A bit on the fence at this point, might drop by again once in a blue moon to check things out, but not expecting to blow a large chunk of cash, as most would end up going to HST not my tank, I can do that at BA.


----------



## Will (Jul 24, 2008)

A new store in a City where only a couple LFS stay running at a time... Also the only Reef store let alone proper LFS, between about Hamilton, Milton and Oakville. I should have stopped in yesterday while I was at Gas Link across the road. You know this store is only a few months old, and business are expected to pay and charge taxes... Lets see if we can keep this store open long enough to get well established and able to give those great deals we seek.

Who has the posted hours?


----------



## carmenh (Dec 20, 2009)

Tues-Fri 11-7
Sat 11-5
Sun 12-5
Closed Monday



Will said:


> Who has the posted hours?


----------



## Will (Jul 24, 2008)

Thanks!
Also oops, I see the website is much more complete since I last visited.


----------



## mrobson (Mar 5, 2011)

zenafish said:


> With much anticipation after all the good things said about this new place, I finally found time to make a trip over.
> 
> VERY NICE LOOKING store, clean and neat. Love the LEDs and aluminum shelves and high gloss panels, make the whole place nice and bright. None of that crammy and humid feel when you think fish store. Good quality and healthy stock. The corals are real nice and most of the fish look good. Great guys who run the place.
> 
> ...


yea the store looks amazing, ive spent more than a few days hanging around the store talking to the guys. I agree the pricing isnt quite the weekend slasher sales the T.O stores have but they are a brand new store so they dont have a customer base were they can risk bringing in huge shipments. As for the HST the guys dont want to get into any trouble with revenue canada as this isnt really a job for them its more of a hobby/love affair. The stock and prices are great compared to the other local options, not to mention all prices are on a viewable stock list so you pay what the next guy pays. The thing that stood out the most to me is even though these guys just opened the store they didnt push a lot of expensive products on me when i went in with some questions about a nano in the works and my current tank. Unlike BA these guys wont sell you sick stock or something you dont need just to get some cash in the register.


----------



## fury165 (Aug 21, 2010)

I for one am glad the guys set up shop. Now we have another scarce resource we need badly in our hobby - a QUALITY fish store dedicated to marine aquariums. On top of clean, modern and well laid out store - they have a dedicated team with a solid reputation, not the BA teenies dispensing all kind of bad advice to the masses. When I visited, I had the pleasure of speaking to Shawn who discussed things with me at length. In the end I left with some nice coral that i paid a fair price for . 

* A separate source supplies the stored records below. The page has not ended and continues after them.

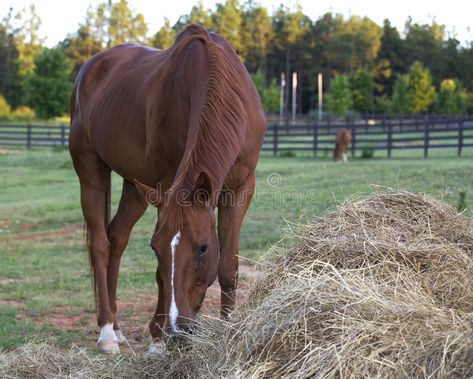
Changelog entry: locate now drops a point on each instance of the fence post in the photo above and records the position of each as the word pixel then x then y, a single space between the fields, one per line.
pixel 275 139
pixel 353 136
pixel 460 137
pixel 28 136
pixel 426 136
pixel 315 141
pixel 63 135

Even more important, I felt like a valued client - take a drive down to Dundas street in Mississauga and drop by that 'high end' reef store and let me know What you think.


----------



## zenafish (Feb 20, 2007)

Never liked that 'high end reef store' and never spent a penny there.

Never doubted Mike and Shawn's knowledge or quality of products and service either. Comparing them to the BA teenies would be an insult to them.

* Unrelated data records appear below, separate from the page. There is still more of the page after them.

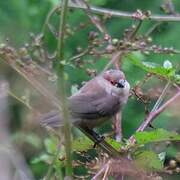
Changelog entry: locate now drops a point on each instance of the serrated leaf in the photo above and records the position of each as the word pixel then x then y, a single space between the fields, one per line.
pixel 82 144
pixel 148 160
pixel 116 145
pixel 151 67
pixel 157 135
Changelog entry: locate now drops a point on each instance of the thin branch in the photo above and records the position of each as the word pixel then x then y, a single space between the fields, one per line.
pixel 123 14
pixel 61 81
pixel 20 100
pixel 160 99
pixel 96 177
pixel 154 114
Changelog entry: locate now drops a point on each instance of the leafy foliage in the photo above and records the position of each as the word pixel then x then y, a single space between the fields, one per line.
pixel 149 160
pixel 157 135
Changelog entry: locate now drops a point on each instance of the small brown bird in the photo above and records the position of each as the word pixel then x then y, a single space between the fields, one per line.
pixel 97 101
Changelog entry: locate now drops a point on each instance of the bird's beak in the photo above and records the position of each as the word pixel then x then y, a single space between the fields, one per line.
pixel 121 83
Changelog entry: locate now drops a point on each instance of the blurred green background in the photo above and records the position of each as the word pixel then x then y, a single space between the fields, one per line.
pixel 19 18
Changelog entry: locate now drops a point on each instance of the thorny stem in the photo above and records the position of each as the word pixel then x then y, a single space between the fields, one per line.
pixel 154 114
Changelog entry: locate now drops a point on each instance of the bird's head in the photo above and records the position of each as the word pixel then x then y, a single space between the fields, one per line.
pixel 116 78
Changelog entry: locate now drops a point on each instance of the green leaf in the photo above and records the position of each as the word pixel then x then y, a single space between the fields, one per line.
pixel 51 145
pixel 151 67
pixel 42 158
pixel 116 145
pixel 148 160
pixel 157 135
pixel 82 144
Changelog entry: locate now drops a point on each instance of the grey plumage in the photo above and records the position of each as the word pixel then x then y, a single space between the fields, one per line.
pixel 95 102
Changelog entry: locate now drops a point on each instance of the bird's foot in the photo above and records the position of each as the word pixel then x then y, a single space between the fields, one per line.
pixel 98 138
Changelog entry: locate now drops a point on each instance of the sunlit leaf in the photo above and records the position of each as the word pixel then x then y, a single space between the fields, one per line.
pixel 82 144
pixel 152 67
pixel 116 145
pixel 157 135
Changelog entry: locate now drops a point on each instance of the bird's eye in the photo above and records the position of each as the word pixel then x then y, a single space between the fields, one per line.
pixel 113 83
pixel 121 84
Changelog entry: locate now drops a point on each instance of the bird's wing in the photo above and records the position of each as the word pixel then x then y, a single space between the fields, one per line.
pixel 93 105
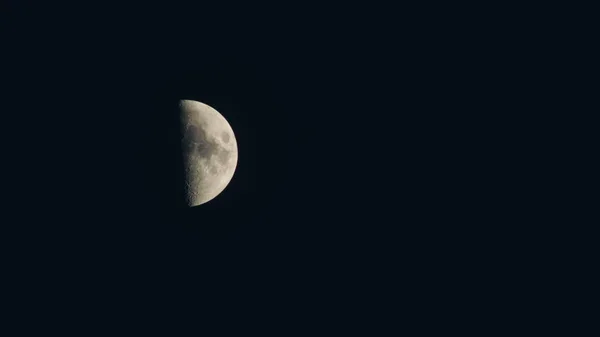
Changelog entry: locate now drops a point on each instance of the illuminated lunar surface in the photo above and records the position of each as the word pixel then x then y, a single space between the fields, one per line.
pixel 209 150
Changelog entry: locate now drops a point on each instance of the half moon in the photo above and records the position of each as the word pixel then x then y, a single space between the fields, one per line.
pixel 210 151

Just saying...pricing is not competitive in today's GTA market. When I saw that price list I thought I took a time warp back several years to when all things were sold at a premium.

Yes we on the west end are pretty deprived of good stores. I've made a habit of shopping out east and plan a day out of it.


----------



## devin98 (Jan 29, 2012)

Stopped in today to check the store out left with a few corals. Great setup no expenses spared on setting up the store which is nice to see that they can house animals long term vs turning and burning them.

Did not think pricing was out of whack and stock levels were fantastic.


----------